Art in the time of war.

AuthorEvans, Richard J.

The looting of artifacts and cultural objects in times of war and violent political upheaval continues to arouse international concern in the twenty-first century just as it did in the twentieth. The plunder of archaeological sites in Egypt during the recent revolution (after they were abruptly abandoned by teams of archaeologists who were understandably concerned about their personal safety) is only the latest example. In Afghanistan and Iraq too, war was followed by the wholesale looting of museums and other sites, and it was not long before plundered objects began to find their way into collections in the West.

What can be done about the trade in looted art? How has society dealt with it in the past and how should it deal with it now? The history of this practice goes back far indeed, beginning perhaps with Jason and the Argonauts looting the Golden Fleece; and it continued with the Romans' habit of looting art from conquered cities in order to parade it through the streets of Rome in the ceremonial procession of the Roman triumph before putting it on display in the Forum.

Cultural looting on a grand scale, with the stolen objects appropriated for public display in the conqueror's capital, was in the ancient world an act of state designed to advertise the supremacy of the victor and underline the humiliation of the defeated.

Here, these displays said, was a great power whose generals could best rich and well-resourced rival powers; they advertised both to the victorious state's own citizens the rewards that could be gained from military conquest and to the rest of the world the inadvisability of coming into conflict with a state of such power and magnificence.

In Byzantium, the Hippodrome was adorned with looted art, and during the Fourth Crusade in 1204 the city itself was in turn looted by the crusaders, with large amounts of cultural booty taken back to Venice to adorn the Basilica of St. Mark-most notably, of course, the four gilded horses of the Apocalypse which can be seen in the city today. During the Thirty Years' War, Swedish troops looted book collections across Europe to stock the university library at Uppsala. In other examples, such as the sack of Magdeburg in 1631, when the army of the Catholic Holy Roman emperor massacred the inhabitants of the rebellious Protestant town, wanton destruction as well as the theft of riches was carried out by individual soldiers for their own personal enrichment. Magdeburg, in fact, caused widespread shock and dismay across Europe; while early modern lawyers such as Grotius conceded that, provided a war was being fought for a just cause, any property seized from the enemy became the property of the individual or state that took it, they also urged moderation and insisted that soldiers needed the express permission of their commanding officer before engaging in looting of any kind.

Private looting indeed has always gone on side by side with state-sponsored spoliation, but it has also aroused more disapproval. Most notorious of all was Thomas Bruce, seventh Earl of Elgin, British ambassador to the Ottoman court. He obtained permission from the sultan to take away old pieces of stone from the Parthenon in Athens, then under Turkish rule, which he and his team did with such enthusiasm--and carelessness, breaking a number of the sculptures in the process--that several shiploads returned with them to Britain, where he intended to use them to decorate his home.

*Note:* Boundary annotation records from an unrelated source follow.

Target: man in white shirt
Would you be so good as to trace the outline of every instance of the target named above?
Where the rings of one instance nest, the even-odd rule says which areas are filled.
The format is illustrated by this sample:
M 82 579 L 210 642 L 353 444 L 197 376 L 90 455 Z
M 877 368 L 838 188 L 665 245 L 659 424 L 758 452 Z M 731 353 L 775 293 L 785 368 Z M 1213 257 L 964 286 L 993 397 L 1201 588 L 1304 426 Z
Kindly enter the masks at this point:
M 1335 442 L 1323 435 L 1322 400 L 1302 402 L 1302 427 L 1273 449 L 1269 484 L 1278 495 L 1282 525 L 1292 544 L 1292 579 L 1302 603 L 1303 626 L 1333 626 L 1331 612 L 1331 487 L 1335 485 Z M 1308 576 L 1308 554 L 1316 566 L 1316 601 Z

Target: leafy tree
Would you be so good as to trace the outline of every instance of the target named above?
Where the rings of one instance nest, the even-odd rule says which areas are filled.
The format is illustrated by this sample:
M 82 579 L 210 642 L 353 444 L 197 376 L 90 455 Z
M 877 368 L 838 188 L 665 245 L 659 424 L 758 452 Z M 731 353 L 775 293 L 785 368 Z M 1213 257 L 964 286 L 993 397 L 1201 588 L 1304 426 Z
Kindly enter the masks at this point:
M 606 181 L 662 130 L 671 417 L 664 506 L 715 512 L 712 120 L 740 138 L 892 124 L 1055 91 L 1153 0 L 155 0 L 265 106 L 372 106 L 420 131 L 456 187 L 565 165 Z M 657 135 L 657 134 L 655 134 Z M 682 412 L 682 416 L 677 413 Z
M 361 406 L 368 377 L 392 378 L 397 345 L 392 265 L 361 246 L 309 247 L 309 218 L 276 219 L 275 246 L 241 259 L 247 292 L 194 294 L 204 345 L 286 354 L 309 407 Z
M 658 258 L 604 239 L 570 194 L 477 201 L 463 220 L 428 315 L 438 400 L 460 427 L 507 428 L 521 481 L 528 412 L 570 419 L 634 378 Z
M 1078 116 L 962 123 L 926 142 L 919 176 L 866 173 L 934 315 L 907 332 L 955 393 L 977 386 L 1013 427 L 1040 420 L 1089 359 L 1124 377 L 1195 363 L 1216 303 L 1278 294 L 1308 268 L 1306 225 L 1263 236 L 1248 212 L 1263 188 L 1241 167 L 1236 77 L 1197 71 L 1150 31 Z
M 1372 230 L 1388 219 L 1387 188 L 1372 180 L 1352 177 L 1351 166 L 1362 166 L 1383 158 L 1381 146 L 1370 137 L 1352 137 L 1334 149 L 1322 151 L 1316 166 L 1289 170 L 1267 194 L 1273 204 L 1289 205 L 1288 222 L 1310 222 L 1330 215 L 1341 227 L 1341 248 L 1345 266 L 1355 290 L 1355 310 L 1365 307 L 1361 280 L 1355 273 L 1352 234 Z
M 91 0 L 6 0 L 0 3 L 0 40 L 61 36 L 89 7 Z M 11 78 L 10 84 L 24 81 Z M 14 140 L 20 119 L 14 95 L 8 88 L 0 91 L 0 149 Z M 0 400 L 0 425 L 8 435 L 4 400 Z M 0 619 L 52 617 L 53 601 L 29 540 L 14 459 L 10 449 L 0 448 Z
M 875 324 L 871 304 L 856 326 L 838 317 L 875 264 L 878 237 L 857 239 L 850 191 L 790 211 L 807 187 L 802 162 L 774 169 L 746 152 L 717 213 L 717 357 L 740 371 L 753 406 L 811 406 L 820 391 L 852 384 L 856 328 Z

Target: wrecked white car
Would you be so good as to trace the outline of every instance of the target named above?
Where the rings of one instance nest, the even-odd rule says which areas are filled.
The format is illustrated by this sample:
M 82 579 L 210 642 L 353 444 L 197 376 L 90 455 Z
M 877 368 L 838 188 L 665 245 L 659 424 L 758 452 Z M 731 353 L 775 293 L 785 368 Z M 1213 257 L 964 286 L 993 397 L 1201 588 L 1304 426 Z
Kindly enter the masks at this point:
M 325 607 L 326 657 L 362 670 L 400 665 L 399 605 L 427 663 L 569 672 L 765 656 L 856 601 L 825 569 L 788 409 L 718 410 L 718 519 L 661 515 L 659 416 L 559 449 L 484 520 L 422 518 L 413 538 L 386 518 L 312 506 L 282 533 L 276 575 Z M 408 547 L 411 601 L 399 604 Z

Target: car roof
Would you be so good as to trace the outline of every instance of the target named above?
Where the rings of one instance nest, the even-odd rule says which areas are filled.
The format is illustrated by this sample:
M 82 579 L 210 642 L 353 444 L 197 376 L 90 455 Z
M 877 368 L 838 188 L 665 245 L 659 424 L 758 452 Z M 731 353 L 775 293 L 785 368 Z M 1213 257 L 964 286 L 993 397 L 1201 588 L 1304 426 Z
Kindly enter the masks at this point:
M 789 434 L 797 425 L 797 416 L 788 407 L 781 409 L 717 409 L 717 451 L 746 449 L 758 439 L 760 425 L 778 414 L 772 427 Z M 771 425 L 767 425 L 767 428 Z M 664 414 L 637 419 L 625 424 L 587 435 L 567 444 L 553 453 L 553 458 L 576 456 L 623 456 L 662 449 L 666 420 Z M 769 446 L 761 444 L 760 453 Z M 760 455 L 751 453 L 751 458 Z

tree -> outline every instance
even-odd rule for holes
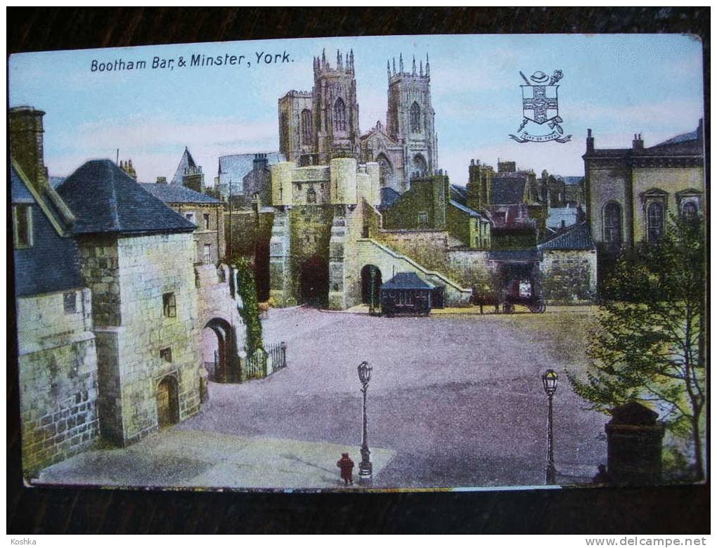
[[[705,241],[699,219],[670,219],[654,245],[623,253],[606,277],[590,335],[587,380],[574,390],[607,412],[638,400],[677,436],[691,438],[696,476],[704,477]]]

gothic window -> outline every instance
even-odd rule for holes
[[[77,311],[77,297],[74,291],[62,294],[62,307],[65,314],[75,314]]]
[[[606,244],[619,245],[622,243],[622,216],[620,204],[609,202],[602,212],[602,226]]]
[[[166,318],[176,318],[177,316],[177,302],[174,293],[162,295],[162,308]]]
[[[697,218],[697,204],[691,201],[683,202],[682,216],[685,221],[693,221]]]
[[[335,131],[346,130],[346,105],[341,97],[333,104],[333,129]]]
[[[15,247],[32,246],[32,210],[29,206],[15,206]]]
[[[316,191],[313,188],[309,188],[306,191],[306,203],[316,203]]]
[[[311,111],[305,108],[301,111],[301,144],[311,144],[311,134],[313,133],[311,122]]]
[[[414,133],[421,133],[421,107],[415,101],[411,105],[411,131]]]
[[[665,208],[659,202],[647,206],[647,242],[655,244],[663,235],[665,225]]]

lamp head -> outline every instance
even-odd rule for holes
[[[371,372],[373,367],[368,362],[361,362],[358,365],[358,380],[361,383],[366,386],[371,380]]]
[[[553,395],[558,389],[558,374],[552,369],[549,369],[543,373],[542,379],[545,393],[549,396]]]

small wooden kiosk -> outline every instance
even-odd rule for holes
[[[427,316],[431,312],[431,292],[435,286],[413,272],[399,272],[381,286],[381,312],[389,317],[397,314]]]

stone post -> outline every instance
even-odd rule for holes
[[[662,479],[665,425],[657,413],[637,402],[610,411],[607,433],[607,471],[617,484],[654,484]]]

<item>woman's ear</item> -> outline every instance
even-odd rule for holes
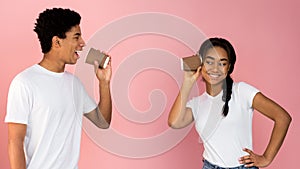
[[[52,38],[52,46],[58,48],[58,47],[60,47],[60,44],[61,44],[60,38],[58,36],[53,36],[53,38]]]

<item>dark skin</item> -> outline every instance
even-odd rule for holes
[[[220,47],[215,47],[214,50],[208,50],[204,58],[203,66],[199,67],[196,72],[184,73],[183,84],[169,113],[168,124],[172,128],[183,128],[194,121],[192,109],[185,107],[185,105],[193,85],[200,76],[206,84],[206,92],[211,96],[216,96],[222,90],[224,79],[230,67],[226,51]],[[286,110],[261,92],[254,97],[252,107],[272,120],[274,126],[264,153],[259,155],[244,148],[243,151],[247,152],[248,155],[241,157],[239,163],[246,167],[263,168],[270,165],[278,153],[292,118]]]
[[[40,66],[52,72],[64,72],[66,64],[76,64],[79,59],[76,51],[81,51],[85,42],[81,37],[80,26],[72,27],[66,32],[66,38],[57,36],[52,38],[51,50],[44,54]],[[111,63],[105,69],[99,69],[95,62],[95,74],[99,81],[100,102],[98,107],[91,112],[86,112],[87,117],[99,128],[108,128],[111,122],[112,103],[110,94],[110,80],[112,75]],[[11,169],[25,169],[26,161],[23,142],[26,135],[27,125],[8,123],[8,153]]]

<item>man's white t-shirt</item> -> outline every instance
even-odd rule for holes
[[[74,75],[33,65],[12,81],[5,122],[27,125],[28,169],[76,169],[84,113],[96,108]]]
[[[234,83],[226,117],[222,115],[223,92],[214,97],[205,92],[187,103],[207,161],[220,167],[236,167],[240,165],[238,159],[246,155],[242,149],[252,149],[252,102],[258,92],[245,82]]]

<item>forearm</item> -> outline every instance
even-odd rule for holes
[[[263,154],[269,163],[273,161],[278,153],[291,123],[291,117],[287,113],[279,119],[280,120],[276,120],[274,123],[269,144]]]
[[[183,83],[176,100],[171,108],[168,118],[168,125],[172,128],[185,126],[186,103],[191,90],[191,85]]]
[[[18,140],[8,141],[8,156],[11,169],[25,169],[26,160],[23,149],[23,142]]]
[[[112,114],[112,102],[111,102],[111,94],[110,94],[110,83],[109,82],[100,82],[99,83],[99,95],[100,101],[98,104],[98,116],[102,116],[105,121],[110,124],[111,122],[111,114]]]

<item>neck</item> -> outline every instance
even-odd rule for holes
[[[65,71],[64,63],[60,63],[58,62],[58,60],[51,59],[51,57],[48,56],[47,54],[44,55],[39,65],[49,71],[56,72],[56,73],[61,73]]]

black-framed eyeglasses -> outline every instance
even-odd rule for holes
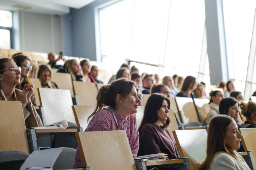
[[[20,71],[20,72],[21,72],[21,68],[20,67],[18,67],[16,68],[16,67],[12,67],[11,68],[9,68],[9,69],[7,69],[6,70],[4,70],[4,71],[2,71],[2,72],[0,72],[0,73],[1,73],[1,74],[2,74],[4,72],[6,72],[6,71],[7,71],[8,70],[11,70],[12,71],[12,72],[14,73],[16,73],[16,71],[17,70],[18,70]]]
[[[33,67],[31,66],[30,66],[27,64],[23,65],[23,66],[24,66],[26,68],[26,69],[27,70],[29,68],[30,70],[32,70],[32,68],[33,68]]]

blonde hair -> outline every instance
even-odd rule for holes
[[[171,77],[171,76],[169,76],[169,75],[167,75],[164,77],[162,79],[163,84],[167,85],[167,79],[169,77],[171,78],[171,80],[172,79],[172,77]],[[174,89],[174,90],[176,90],[176,88],[175,87],[175,83],[174,83],[174,83],[172,85],[172,89]]]
[[[44,72],[45,72],[49,71],[50,72],[50,79],[47,83],[48,86],[52,89],[57,89],[56,87],[55,86],[53,85],[52,84],[52,81],[50,81],[50,79],[52,77],[52,72],[50,70],[47,66],[45,65],[41,65],[39,66],[39,69],[38,70],[38,72],[37,73],[37,78],[39,79],[39,81],[40,82],[40,84],[42,84],[42,79],[43,77],[44,74]]]

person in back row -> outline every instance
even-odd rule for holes
[[[91,69],[91,71],[89,73],[89,75],[90,75],[92,76],[94,79],[95,82],[97,83],[101,83],[101,84],[103,84],[103,82],[100,80],[98,80],[97,78],[97,77],[98,75],[98,68],[97,67],[95,66],[92,66],[92,68]]]
[[[245,128],[256,128],[256,103],[249,101],[247,103],[242,103],[241,114],[246,118],[246,120],[242,125]]]
[[[72,81],[82,81],[82,76],[81,75],[80,66],[76,60],[67,60],[63,67],[59,68],[57,72],[70,73]]]
[[[139,146],[139,132],[134,113],[137,113],[140,100],[137,95],[137,86],[134,82],[122,78],[101,88],[97,96],[96,108],[88,118],[89,121],[92,117],[85,131],[125,130],[133,157],[136,156]],[[82,166],[78,148],[74,168]]]
[[[213,118],[208,128],[206,158],[199,170],[249,170],[236,150],[240,148],[242,135],[235,121],[227,115]]]
[[[21,102],[26,127],[41,127],[43,123],[31,100],[33,85],[25,85],[23,91],[15,88],[20,83],[21,73],[21,68],[11,59],[0,59],[0,100]]]
[[[51,81],[51,77],[52,72],[48,67],[45,65],[39,66],[37,78],[39,79],[42,87],[59,89],[56,83]]]
[[[210,95],[210,110],[206,117],[206,123],[209,125],[212,118],[219,114],[219,105],[220,101],[224,98],[224,94],[222,91],[216,90],[212,92]]]
[[[196,95],[192,93],[197,87],[196,78],[189,75],[184,80],[181,90],[176,95],[176,97],[184,97],[196,98]]]
[[[162,94],[155,93],[149,98],[139,128],[138,156],[164,153],[171,159],[180,157],[166,129],[171,122],[168,115],[170,108],[169,99]]]
[[[153,74],[146,74],[143,80],[144,90],[142,91],[142,94],[150,94],[150,89],[155,80]]]

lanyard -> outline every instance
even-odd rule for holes
[[[0,90],[1,90],[1,93],[2,93],[2,95],[3,95],[3,96],[4,96],[4,97],[5,98],[5,100],[6,101],[7,101],[7,99],[5,97],[5,95],[4,95],[4,92],[2,90],[2,89],[0,89]],[[14,89],[14,96],[15,96],[15,101],[16,101],[16,92],[15,91],[15,89]]]
[[[119,127],[118,126],[118,123],[117,123],[117,120],[116,119],[116,114],[115,114],[114,113],[114,112],[113,111],[113,110],[110,107],[110,110],[111,111],[111,113],[112,113],[112,114],[113,114],[113,116],[114,117],[114,118],[115,119],[115,120],[116,120],[116,123],[117,124],[117,128],[118,129],[118,130],[120,130],[120,129],[119,129]],[[125,128],[124,128],[124,130],[126,131],[126,130],[127,130],[127,126],[128,123],[127,120],[126,120],[126,125]]]

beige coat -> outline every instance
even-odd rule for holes
[[[17,101],[19,101],[18,95],[22,91],[16,88],[14,90],[16,93],[16,100]],[[3,100],[4,100],[5,98],[2,95],[0,97]],[[27,105],[26,107],[22,106],[22,110],[25,125],[26,128],[36,128],[43,126],[43,123],[41,119],[32,103],[30,106]]]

These are only the best known of a vast series of acquisitions of ancient archaeological remains in the nineteenth century, many of which were taken from territory occupied by the Ottoman Empire by purchase or agreement with the Ottoman authorities, often achieved through the use of bribery. Even at the time, Elgin's action ran into widespread criticism, in England as well as from the nascent Greek independence movement--supported by Lord Byron with some of his most biting satirical verses. Defenders of such acquisitions argued above all that they would not be safe if they remained in situ, since local people were already quarrying many of these sites for building materials; critics argued that the remains were far more seriously damaged by those who took them to pieces in order to carry off the most valuable parts.

Elgin's actions reflected his belief that educated Englishmen were the true heirs of classical civilization, whose legacy permeated the minds of educated elites across Europe. This influence was nowhere greater than in revolutionary France, where Napoleon's victorious armies began concluding a series of treaties with conquered states across Europe, notably the Treaty of Tolentino, signed by the pope in 1797, that allowed them to appropriate artworks to stock the Louvre Museum, founded in 1793. The loot carried off to Paris from all over Italy included the four horses of the Apocalypse from St. Mark's in Venice and scores of ancient Greek statues, which entered the city in a Roman-style triumphal procession, accompanied by banners that read: "Greece relinquished them, Rome lost them, their fate has changed twice, it will never change again." They were joined by Renaissance paintings, live camels and lions, and the entire papal archive. All this underlined the claim of Paris to be the new Rome. Only the French, so the proclamation went, were civilized enough to appreciate such treasures.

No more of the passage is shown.